Now the invariant in a binary search tree is that given node n, all nodes reachable from n->left_child will have keys less than n->key, and that all nodes reachable from n->right_child will have keys greater than n->right_child. In this implementation, we will not allow two nodes to have the same key.

Bstree.h defines the following procedures:

• void *new_bstree(): create a new empty tree.
• void free_bstree(void *tree): delete all nodes in the tree and delete the tree.
• void bstree_insert(void *tree, char *key, void *val): create a new node with key key and value val, and insert it into the correct place in the tree. If key already exists, then it replaces the key and val of the node that was there.
• void *bstree_find(void *tree, char *key): find the node in the tree with the given key and return a pointer to its value. If there is no such node, it returns NULL.
• void *bstree_delete(void *tree, char *key): delete the given key from the tree and return its value. It returns NULL if the key was not in the tree
• void *bstree_find_max(void *): return the node in the tree with the maximum key.
• void *bstree_find_min(void *): return the node in the tree with the minimum key.
• void *bstree_root(void *tree): return the root node of the tree.
• void *bstree_left(void *node): return the left child of the current node.
• void *bstree_right(void *node): return the right child of the current node.
• char *bstree_key(void *node): return the key of the current node.
• void *bstree_value(void *node): return the value of the current node.

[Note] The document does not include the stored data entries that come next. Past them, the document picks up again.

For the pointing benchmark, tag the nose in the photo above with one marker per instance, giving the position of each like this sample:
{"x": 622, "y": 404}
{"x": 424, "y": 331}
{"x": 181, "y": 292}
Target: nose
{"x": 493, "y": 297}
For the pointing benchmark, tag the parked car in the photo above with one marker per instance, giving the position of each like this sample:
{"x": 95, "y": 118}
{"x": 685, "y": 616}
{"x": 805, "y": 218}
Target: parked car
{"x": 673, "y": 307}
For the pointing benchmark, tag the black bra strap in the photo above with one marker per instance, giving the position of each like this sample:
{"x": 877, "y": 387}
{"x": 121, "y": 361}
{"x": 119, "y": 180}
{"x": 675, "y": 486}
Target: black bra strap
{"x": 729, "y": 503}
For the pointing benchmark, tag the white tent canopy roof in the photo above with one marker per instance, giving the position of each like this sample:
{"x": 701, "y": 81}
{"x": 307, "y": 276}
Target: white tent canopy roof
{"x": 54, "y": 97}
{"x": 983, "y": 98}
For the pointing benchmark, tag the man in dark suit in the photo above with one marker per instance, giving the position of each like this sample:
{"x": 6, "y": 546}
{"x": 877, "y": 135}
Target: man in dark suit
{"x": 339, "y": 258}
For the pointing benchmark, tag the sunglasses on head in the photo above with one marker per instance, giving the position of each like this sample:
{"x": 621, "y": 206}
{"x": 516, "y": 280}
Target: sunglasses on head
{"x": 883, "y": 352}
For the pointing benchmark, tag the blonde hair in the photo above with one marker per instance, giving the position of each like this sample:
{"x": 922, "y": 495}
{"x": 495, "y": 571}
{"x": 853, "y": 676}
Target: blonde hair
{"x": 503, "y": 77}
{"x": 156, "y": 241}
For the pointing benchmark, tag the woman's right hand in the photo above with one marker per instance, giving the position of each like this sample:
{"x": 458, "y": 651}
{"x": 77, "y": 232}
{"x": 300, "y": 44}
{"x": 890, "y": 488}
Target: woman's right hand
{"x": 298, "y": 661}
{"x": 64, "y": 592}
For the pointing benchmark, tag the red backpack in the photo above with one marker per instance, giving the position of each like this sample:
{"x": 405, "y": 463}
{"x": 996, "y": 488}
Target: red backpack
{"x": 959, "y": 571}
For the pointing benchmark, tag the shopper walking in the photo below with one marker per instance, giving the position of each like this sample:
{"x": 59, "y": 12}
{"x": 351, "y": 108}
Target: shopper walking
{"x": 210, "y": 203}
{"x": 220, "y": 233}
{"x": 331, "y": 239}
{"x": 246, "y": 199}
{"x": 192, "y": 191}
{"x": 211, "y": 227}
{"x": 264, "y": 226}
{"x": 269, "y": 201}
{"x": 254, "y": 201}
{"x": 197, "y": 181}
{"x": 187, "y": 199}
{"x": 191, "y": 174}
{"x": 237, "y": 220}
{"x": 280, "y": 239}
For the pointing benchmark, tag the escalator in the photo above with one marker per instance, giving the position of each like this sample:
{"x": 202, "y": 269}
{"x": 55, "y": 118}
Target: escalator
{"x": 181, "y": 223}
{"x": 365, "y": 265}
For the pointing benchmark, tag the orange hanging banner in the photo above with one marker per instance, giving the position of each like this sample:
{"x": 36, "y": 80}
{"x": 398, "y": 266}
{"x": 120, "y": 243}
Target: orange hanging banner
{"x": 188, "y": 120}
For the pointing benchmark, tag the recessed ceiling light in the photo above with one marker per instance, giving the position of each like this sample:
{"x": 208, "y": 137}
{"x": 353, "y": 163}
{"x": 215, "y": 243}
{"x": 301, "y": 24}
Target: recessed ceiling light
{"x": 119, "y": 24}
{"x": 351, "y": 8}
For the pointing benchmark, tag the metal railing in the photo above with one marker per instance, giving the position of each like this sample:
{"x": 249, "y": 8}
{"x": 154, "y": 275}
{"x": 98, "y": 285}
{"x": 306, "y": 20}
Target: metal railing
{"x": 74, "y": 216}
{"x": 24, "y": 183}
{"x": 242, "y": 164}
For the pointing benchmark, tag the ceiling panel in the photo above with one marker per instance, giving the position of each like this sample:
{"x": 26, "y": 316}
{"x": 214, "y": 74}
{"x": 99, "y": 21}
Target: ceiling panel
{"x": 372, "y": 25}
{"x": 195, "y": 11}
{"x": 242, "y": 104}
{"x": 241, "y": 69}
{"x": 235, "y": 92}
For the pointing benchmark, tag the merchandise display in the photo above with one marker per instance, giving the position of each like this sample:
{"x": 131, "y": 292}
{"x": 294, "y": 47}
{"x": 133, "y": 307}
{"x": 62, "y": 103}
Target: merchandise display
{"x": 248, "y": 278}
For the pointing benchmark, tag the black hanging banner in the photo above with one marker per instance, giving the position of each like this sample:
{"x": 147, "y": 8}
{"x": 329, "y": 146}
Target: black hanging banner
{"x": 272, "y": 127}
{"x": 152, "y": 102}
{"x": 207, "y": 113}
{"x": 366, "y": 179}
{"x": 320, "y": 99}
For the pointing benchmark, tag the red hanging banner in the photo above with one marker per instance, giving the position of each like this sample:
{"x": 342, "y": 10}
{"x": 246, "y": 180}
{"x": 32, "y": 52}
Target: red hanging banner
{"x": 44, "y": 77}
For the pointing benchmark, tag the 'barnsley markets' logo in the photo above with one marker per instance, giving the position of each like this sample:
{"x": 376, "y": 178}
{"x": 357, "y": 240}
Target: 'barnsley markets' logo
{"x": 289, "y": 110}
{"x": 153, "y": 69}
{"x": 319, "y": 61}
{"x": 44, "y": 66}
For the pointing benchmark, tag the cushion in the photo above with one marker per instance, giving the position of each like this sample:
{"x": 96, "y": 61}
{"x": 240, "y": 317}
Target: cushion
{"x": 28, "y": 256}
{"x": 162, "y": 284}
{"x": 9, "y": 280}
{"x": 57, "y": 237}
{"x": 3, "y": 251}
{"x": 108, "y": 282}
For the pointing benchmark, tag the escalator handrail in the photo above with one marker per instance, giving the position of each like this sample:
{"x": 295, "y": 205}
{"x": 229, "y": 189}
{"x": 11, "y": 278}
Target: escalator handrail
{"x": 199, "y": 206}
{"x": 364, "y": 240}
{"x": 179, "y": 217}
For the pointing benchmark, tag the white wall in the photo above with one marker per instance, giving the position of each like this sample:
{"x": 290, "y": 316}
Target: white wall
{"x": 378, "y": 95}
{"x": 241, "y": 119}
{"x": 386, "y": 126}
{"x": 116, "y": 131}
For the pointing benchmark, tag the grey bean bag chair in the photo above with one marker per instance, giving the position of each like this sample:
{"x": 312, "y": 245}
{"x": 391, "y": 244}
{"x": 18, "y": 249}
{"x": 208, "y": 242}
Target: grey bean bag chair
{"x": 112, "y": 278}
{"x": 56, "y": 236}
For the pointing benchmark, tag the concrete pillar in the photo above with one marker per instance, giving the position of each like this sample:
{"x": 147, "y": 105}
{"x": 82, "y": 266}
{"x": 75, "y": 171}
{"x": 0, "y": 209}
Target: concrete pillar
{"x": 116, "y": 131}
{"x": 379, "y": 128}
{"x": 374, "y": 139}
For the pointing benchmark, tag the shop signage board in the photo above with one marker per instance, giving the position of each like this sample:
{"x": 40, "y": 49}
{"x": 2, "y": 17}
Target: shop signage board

I am not going to go over the implementation in detail but I will discuss it in class. Look at the code yourself. New_bstree(), bstree_insert(), bstree_find(), bstree_find_max() and bstree_find_min() are all straightforward code that you should be able to look over and understand rather quickly. bstree_insert and bstree_find use recursion, which means that they call themselves.

The only two tricky ones are free_bstree() and bstree_delete_node().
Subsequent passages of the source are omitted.